Ask HN: Good Reading for Young People about Science? - tokenadult

Another thread here reminds me to ask about reading suggestions for my third son (age eleven, reading level at senior high school level) who is passionate about science. What books or magazines or websites (in English or in Chinese) are especially good for young people to read to help them better understand the process of science, learn more science facts, or build deeper ability in reasoning about scientific literature? What did you enjoy reading about science when a teenager? What sources have surprising and interesting information about science that more people should know? All suggestions much appreciated.
======
CWuestefeld
Some of my earliest memories are of my grandfather reading to me from _Sky and
Telescope_ magazine (not that I was understand very much of it). I'm told that
this is actually how I was potty trained. Even if I didn't understand, there
was a certain amount of romance, I suppose.

And from my grandfather more broadly, I got a both an interest and some
background. He was involved in the Hubble Telescope, spy satellites, and the
like. So I think that the example and influence of someone knowledgeable and
enthusiastic is very important.

On my own, I read a lot of science fiction, which gave a mystique and romance,
as well as some real information and knowledge, at least in the "harder" sub-
genre. And I remember as a teenager subscribing to _Omni_ magazine, devouring
both the factual articles and the fiction.

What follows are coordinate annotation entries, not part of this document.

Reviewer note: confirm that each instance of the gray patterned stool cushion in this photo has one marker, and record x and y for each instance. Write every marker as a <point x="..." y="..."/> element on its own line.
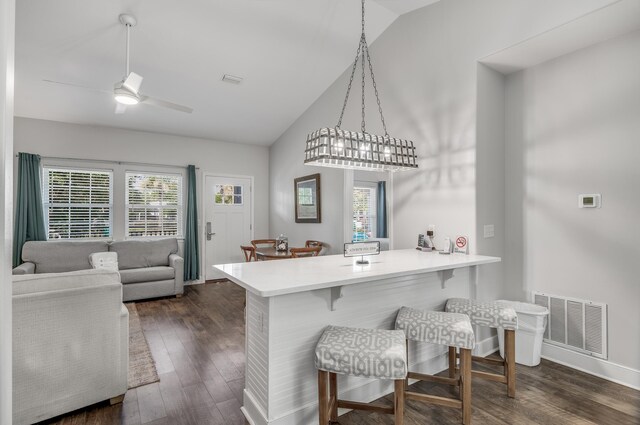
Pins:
<point x="436" y="327"/>
<point x="490" y="314"/>
<point x="370" y="353"/>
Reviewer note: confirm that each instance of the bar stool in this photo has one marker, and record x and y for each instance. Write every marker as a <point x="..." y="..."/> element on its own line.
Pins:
<point x="369" y="353"/>
<point x="492" y="315"/>
<point x="450" y="329"/>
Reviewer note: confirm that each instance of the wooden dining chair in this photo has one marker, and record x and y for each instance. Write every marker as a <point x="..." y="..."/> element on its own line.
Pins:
<point x="269" y="242"/>
<point x="249" y="252"/>
<point x="311" y="251"/>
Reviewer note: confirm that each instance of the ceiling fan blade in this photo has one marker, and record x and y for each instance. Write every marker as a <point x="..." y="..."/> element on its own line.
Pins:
<point x="165" y="104"/>
<point x="133" y="82"/>
<point x="79" y="86"/>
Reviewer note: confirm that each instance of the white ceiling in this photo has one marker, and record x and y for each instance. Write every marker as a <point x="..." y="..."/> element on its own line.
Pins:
<point x="603" y="24"/>
<point x="287" y="51"/>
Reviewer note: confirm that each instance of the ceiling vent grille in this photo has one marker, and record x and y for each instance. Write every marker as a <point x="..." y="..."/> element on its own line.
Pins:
<point x="577" y="325"/>
<point x="228" y="78"/>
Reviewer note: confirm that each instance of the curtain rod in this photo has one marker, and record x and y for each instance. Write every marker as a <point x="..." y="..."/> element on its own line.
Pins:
<point x="106" y="161"/>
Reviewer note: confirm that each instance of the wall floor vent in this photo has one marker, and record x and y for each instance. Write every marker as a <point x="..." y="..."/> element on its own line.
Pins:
<point x="577" y="325"/>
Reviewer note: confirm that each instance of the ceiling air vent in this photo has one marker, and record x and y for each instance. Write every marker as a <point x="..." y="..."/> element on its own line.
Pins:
<point x="228" y="78"/>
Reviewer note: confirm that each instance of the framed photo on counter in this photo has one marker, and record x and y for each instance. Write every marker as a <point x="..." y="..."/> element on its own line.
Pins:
<point x="307" y="199"/>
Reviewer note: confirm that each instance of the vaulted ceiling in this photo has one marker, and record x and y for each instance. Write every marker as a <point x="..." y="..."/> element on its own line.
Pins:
<point x="287" y="51"/>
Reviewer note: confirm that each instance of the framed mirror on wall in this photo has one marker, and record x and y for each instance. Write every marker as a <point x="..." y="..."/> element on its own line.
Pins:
<point x="307" y="199"/>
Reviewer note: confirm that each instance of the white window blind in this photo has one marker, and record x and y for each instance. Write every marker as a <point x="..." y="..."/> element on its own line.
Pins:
<point x="153" y="205"/>
<point x="77" y="203"/>
<point x="364" y="213"/>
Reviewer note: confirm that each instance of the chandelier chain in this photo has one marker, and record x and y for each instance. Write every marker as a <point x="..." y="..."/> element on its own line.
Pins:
<point x="363" y="49"/>
<point x="375" y="90"/>
<point x="353" y="72"/>
<point x="362" y="124"/>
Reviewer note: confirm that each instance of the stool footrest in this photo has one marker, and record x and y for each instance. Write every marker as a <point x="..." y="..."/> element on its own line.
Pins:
<point x="346" y="404"/>
<point x="438" y="379"/>
<point x="489" y="376"/>
<point x="434" y="399"/>
<point x="487" y="361"/>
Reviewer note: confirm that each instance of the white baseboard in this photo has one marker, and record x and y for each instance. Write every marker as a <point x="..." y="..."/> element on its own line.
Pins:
<point x="605" y="369"/>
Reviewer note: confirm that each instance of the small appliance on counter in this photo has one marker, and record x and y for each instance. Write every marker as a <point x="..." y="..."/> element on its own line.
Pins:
<point x="426" y="243"/>
<point x="282" y="243"/>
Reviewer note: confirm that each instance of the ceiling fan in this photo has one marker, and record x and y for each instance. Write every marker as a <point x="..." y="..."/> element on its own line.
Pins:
<point x="127" y="91"/>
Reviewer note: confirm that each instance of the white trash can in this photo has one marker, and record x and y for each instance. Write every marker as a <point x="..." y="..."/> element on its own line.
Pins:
<point x="532" y="321"/>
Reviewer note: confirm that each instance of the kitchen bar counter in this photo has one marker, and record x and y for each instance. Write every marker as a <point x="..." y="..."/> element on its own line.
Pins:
<point x="267" y="279"/>
<point x="290" y="302"/>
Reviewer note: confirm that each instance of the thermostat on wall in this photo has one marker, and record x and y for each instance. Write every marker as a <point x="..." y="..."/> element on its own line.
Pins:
<point x="589" y="201"/>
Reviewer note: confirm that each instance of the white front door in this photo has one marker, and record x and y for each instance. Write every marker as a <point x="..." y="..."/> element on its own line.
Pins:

Unfortunately, I also remember teachers that fed us science as facts, rarely
sparking wonder or amazement at how the world actually works. I think that
institutionally, the educational system for science is broken.

------
bartonfink
When I was a little younger than your son, my parents got me a book called The
Third Millennium which was absolutely fascinating. It's basically a "history"
written from the perspective of someone in the year 3000 looking back on how
science and society changed in the years 2000-3000.

I posted about it earlier and will try to find that post, but I would highly
recommend it. It touches on many facets of science and how they might evolve
and coexist over the next 1000 years. I got a copy for my daughter and I hope
she gets as much out of it when she's older as I did when I was younger.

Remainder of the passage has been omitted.